Shortcuts

FAQ

My results are worse than the ones reported in the README, why?

There are few possibilities here:

1. Your data is wrong. We had this examples with wsj0-mix, WHAM etc.. where wv2 was used instead of wv1 to generate the data. This was fixed in #166. Chances are there is a pretrained model available for the given dataset, run the evaluation with it. If your results are different, it’s a data problem. Refs: #164, #165 and #188.

2. You stopped training too early. We’ve seen this happen, specially with DPRNN. Be sure that your training/validation losses are completely flat at the end of training.

Typical convergence graph

3. If it’s not both, there is a real bug and we’re happy you caught it! Please, open an issue with your torch/pytorch_lightning/asteroid versions to let us know.

How long does it take to train a model?

Need a log here.

Can I use the pretrained models for commercial purposes?

Not always. See the note on pretrained models Licenses Note about licenses

Separated audio is really bad, what is happening?

There are several possible cause to this, a common one is clipping.
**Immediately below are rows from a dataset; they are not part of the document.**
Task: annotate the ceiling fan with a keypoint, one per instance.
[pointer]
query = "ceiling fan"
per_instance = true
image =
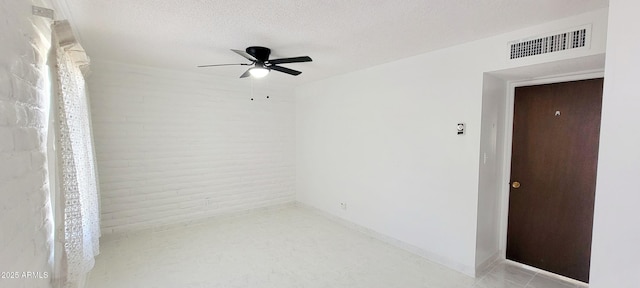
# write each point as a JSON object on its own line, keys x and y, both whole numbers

1. When training with scale invariant losses (e.g. SI-SNR) the audio output can be unbounded. However, waveform values should be normalized to [-1, 1] range before saving, otherwise they will be clipped. See Clipping on Wikipedia and issue #250

2. As all supervised learning approaches, source separation can suffer from generalization error when evaluated on unseen data. If your model works well on data similar to your training data but doesn’t work on real data, that’s probably why. More about this on Wikipedia.